My Latest toy a 555C ford backhoe, does basements, building demoliton, some land clearing, scrapping, egress window wells snow moving, and I have only had it for four months, If i had a choice I would keep it over my S-185 2 speed skid with many attatchments. Its not even in the same world as our 410 K john Deere At work but it was only $11,000.


----------



## ropensaddle (Apr 4, 2013)

All the ones I can't afford


----------



## MOE (Apr 5, 2013)

CalTreeEquip said:


> Can't believe this tread is just going to die. Really, "what kind of grease gun should I use" gets better responce??
> So here another one from the vaults.
> It was an 1985 Red Max self-propelled stump grinder, 35 hp 2 cyl Deutz diesel, articulate knuckle boom, articulate sterring, hydrostatic 4x4, with something like 200 hours on it. It was an exceptionally bad assed grinder. I believe these were all made by special order in some small shop in Minnesota I think. It was way ahead of its time. The Granddaddy of all the big self-propelled grinders.
> View attachment 284936



Missed one on craigslist for $2500 a few years back.


----------



## CalTreeEquip (Apr 6, 2013)

MOE said:


> Missed one on craigslist for $2500 a few years back.

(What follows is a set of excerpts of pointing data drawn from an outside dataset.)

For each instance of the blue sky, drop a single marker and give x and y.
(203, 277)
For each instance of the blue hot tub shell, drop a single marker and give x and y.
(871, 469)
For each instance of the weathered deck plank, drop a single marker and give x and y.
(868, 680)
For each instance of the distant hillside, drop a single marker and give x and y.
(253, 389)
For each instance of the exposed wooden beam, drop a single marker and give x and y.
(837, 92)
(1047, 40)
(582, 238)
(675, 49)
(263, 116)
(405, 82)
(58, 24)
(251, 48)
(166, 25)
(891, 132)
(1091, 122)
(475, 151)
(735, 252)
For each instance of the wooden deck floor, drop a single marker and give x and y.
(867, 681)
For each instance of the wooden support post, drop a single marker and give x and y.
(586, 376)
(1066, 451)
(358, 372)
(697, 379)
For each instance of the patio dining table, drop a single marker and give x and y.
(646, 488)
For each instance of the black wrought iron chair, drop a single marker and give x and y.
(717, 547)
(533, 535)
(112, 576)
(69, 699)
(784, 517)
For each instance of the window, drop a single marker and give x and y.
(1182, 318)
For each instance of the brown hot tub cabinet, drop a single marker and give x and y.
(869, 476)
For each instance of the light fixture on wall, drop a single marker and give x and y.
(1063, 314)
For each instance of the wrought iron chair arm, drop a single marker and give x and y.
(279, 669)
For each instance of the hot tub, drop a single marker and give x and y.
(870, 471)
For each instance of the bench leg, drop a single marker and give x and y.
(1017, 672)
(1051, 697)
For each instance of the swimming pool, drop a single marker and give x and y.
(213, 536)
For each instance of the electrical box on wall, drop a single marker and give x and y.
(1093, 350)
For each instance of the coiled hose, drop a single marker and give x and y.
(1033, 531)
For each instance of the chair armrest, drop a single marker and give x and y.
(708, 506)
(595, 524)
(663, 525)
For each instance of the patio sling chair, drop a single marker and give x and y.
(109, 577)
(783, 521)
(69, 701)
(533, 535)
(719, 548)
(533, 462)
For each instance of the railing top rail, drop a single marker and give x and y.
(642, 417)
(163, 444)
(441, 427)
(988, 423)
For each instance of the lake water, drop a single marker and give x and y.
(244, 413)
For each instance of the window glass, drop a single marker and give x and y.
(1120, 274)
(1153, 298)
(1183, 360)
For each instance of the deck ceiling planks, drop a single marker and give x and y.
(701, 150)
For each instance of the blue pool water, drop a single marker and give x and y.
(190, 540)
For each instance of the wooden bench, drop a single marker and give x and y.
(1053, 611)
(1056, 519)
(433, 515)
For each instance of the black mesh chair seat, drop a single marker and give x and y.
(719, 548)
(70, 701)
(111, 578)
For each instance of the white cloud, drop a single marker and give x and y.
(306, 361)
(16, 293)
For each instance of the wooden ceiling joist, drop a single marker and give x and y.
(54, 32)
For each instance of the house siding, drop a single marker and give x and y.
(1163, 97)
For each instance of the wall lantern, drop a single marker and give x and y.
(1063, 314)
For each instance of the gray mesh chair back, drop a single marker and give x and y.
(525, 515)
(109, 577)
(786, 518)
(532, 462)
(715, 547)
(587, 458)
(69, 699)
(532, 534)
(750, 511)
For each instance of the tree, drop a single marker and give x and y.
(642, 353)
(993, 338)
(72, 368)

I think those were built in Minnesota. Picked mine up at auction for about $1,700 with about 200 hours on it. Nobody really knew what it was but me.


----------



## MOE (Apr 7, 2013)

CalTreeEquip said:


> I think those were built in Minnesota. Picked mine up at auction for about $1,700 with about 200 hours on it. Nobody really knew what it was but me.



Now that's a deal!


----------



## My7900 (Apr 7, 2013)

My JD 4840 I love listing to the turbo screen thru the straight pipe. Nothing like watching a old diesel power block smoke under a load. Can't see it anymore on the new equipment thanks to the lovely EPA


----------



## TheViking (Apr 15, 2015)

Bump to bring this thread back.


----------



## Luztree (Apr 15, 2015)

TheViking said:


> Bump to bring this thread back.


My swinger 2000 with an implemax grapple with winch.


----------



## a_lopa (Apr 16, 2015)

Either of these


----------



## greg storms (Apr 18, 2015)

http://ns.hcmatcon.ca/bloopers/bulldozer.php google "where's my dozer" if this url doesn't reconnect.


----------



## catbuster (Apr 21, 2015)

2013 Cat 390DL excavator. Incredible machine. Just the power that machine had with the speed it was slinging a 7 yard bucket was incredible. 

My favorite I use on a daily basis is a 2014 Cat 568GF roadbuilder. Built like a tank, more stable than any other hoe I've ever run. (And it's in the hundreds of different models and makes) The swing torque is ridiculous. I am in love.


----------



## old_soul (Apr 22, 2015)

In the fleet, the 773 skid loader is my favorite because it saves my back sooooooooo much work. 

But, my favorite machine to watch is the *hydroax 721 e *brush mower.


----------



## CalTreeEquip (May 9, 2015)

Try a T200 if you ever get a chance.
Hydroax is just plan bad assed!


----------



## treebilly (May 15, 2015)

old_soul said:


> In the fleet, the 773 skid loader is my favorite because it saves my back sooooooooo much work.
> 
> But, my favorite machine to watch is the *hydroax 721 e *brush mower.


Hydro ax is a bad bad machine. 
I think your 773 needs to help your back a bit more. I swear it still has the little nubs on the tires you put on it 8 years ago. 
I myself like the s-250 with grouser tracks. I am also beginning to really like mini skid steers. They are getting impressive with what such a small machine can handle.


----------



## Griff93 (May 21, 2015)

Sk650 with a bmg hands down for doing residential tree work.


----------



## Dpown (Jun 9, 2015)

Not the biggest machine posted here by anymeans, but mine would have to be my PCW5000. It's a small gas powered Winch that is AWESOME for residential work! Super light and compact.


----------



## 74inchshovel (Jun 10, 2015)

My new fav, replaces my very tired RC 30. Great for cleaning large stump grinding jobs, super low impact on lawns etc. Incredible lift height for size and weight of machine, decent ground speed and just a blast to run!


----------



## CalTreeEquip (Jun 13, 2015)

Who's the Terex dealer in Wa?


----------



## 74inchshovel (Jun 13, 2015)

That would be F.MI. In Spokane. By and large a good place to do business with.


----------